The first project in the King Arthur baking book is a basic loaf of bread. Bread is one of the items I’ve baked the most, and I considered skipping this bake, but I am a completionist, and I have yet to find a really good homemade sandwich bread, so I went ahead with the project.
I started with the mise en place:

I combined the dry ingredients…


Then stirred in the butter…


And added the water.



Next, I kneaded the dough by hand for 5 minutes. At the beginning of kneading the butter was still in chunks, but I worked them in as I came across them in the dough. I thought the kneading was done around 2 minutes in, which may be because I’m more used to making minimally kneaded artisanal-style breads. I kept kneading for the full 5 minutes, adding flour as needed, and I was surprised by how much bounce the dough gained as I worked it.


After kneading I put the dough back in the mixing bowl, took its temperature, covered it, and set it aside to rest for an hour. I took this opportunity to clean up my workspace.



After an hour I used the “doorbell test” to confirm the dough was ready to be shaped. It can be hard to measure when a dough has doubled from visual cues alone, so additional methods to gauge the dough’s readiness are helpful. In the picture below you can see that when I poked the dough it sprang back partially, but not all the way.

I used my dough scraper to scrape the dough out of the bowl onto a floured counter.

I divided the dough into two, then weighed it to make sure both halves had equal amounts of dough (610g). Then I shaped each loaf.
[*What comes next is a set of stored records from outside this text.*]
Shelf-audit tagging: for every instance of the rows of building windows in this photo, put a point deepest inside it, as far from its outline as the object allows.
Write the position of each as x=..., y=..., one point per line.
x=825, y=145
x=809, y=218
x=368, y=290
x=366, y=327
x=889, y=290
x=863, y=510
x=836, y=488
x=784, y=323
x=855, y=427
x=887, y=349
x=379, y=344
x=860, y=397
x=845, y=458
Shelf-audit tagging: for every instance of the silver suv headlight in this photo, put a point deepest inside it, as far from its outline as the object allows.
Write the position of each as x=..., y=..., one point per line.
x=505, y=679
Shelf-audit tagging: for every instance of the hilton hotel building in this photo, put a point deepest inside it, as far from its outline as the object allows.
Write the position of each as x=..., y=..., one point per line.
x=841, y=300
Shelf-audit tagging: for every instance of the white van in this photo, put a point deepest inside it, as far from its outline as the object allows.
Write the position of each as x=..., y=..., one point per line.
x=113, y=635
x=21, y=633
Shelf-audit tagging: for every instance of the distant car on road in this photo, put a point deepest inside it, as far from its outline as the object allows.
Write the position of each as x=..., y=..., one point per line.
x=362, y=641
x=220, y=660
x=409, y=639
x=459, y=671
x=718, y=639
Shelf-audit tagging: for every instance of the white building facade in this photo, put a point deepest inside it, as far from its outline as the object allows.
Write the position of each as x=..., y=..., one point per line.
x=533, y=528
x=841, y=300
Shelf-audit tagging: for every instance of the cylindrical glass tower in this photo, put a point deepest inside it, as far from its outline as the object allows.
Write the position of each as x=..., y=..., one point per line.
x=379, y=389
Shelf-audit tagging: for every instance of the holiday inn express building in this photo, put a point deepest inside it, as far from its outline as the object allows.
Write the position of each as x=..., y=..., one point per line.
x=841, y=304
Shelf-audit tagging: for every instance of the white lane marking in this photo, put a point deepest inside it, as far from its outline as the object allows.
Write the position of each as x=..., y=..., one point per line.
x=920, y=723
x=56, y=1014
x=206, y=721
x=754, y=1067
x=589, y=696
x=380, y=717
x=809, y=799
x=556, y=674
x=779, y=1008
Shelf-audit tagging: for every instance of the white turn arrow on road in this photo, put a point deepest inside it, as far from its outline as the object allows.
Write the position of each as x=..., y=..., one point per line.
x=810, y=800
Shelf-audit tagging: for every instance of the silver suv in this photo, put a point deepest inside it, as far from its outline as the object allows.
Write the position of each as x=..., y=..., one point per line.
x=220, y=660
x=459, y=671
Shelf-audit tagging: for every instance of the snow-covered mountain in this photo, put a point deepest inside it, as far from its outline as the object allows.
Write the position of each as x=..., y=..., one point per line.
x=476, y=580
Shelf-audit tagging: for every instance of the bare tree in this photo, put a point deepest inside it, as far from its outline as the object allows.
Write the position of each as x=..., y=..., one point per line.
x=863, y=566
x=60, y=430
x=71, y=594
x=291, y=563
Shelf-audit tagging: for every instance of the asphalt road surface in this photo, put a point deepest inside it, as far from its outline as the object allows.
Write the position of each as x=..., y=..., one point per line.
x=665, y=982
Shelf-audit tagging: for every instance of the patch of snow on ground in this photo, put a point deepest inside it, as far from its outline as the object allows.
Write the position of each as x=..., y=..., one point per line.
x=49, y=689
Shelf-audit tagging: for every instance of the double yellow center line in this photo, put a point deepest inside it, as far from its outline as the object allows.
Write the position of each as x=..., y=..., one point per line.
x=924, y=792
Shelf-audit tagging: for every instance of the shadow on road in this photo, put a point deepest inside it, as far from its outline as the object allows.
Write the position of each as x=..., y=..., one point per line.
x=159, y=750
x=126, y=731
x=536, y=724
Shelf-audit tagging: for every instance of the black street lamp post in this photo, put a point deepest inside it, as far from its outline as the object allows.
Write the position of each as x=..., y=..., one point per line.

With the first loaf I tried to follow the shaping instructions in the book, but I didn’t understand them well and I thought the loaf could have been shaped better (I figured out later that there is a video showing how to shape a sandwich loaf in the King Arthur Baking library). For the second loaf I used my preferred shaping method: stretch the dough out from the edge in 4 directions to make a rough rectangle. Fold the sides in, then fold the bottom up and press to add tension. Continue folding the bottom up and pressing until the dough is all rolled up. Roll the dough a little more against the counter to seal the seam, and tuck both side edges under.





I placed both shaped loaves into greased pans (I greased the pans before dividing the dough), covered the pans, and left them to rise.


The recipe says the final rise can take 45-90 minutes, which is quite a range of times! My kitchen is rather warm (74 degrees F), so I expected the final rise to be on the shorter end of that spectrum and began preheating my oven immediately after shaping the loaves. I decided to do an experiment in the oven: one loaf would bake regularly in the open oven, and the other would bake inside my clay bread baker. I wanted to see if trapping the steam from the dough would impact the oven spring and how big the impact would be. I do also have a baking stone on the lower rack of my oven for increased thermal mass.

45 minutes later the oven was preheated and my loaves passed the doorbell test, so I loaded the bread into the oven.


After 15 minutes I removed the cover from the clay baker to allow the second loaf to brown.

15 minutes later I checked on the bread. The covered loaf had good colour, but the loaf in the baker didn’t have as much colour as I would have liked, so I left both loaves in the oven for an extra 5 minutes. A lot of steam came out of the oven when I opened it this last time.

After a 35 minute bake I took the bread out of the oven. The loaf in the clay baker (on the right in all these photos) baked very slightly higher than its sibling, and was a bit paler on both top and bottom.





The hardest part about baking bread is waiting for it to cool before cutting into it. After an hour and a quarter I could no longer wait. I ate my first piece with butter and finishing salt: it was sublime!



This bread has good flavor and texture. It is tender, but not too tender for sandwiches (this is a problem I have seen with most sandwich loaves I’ve tried). It makes great toast! I recommend this bread.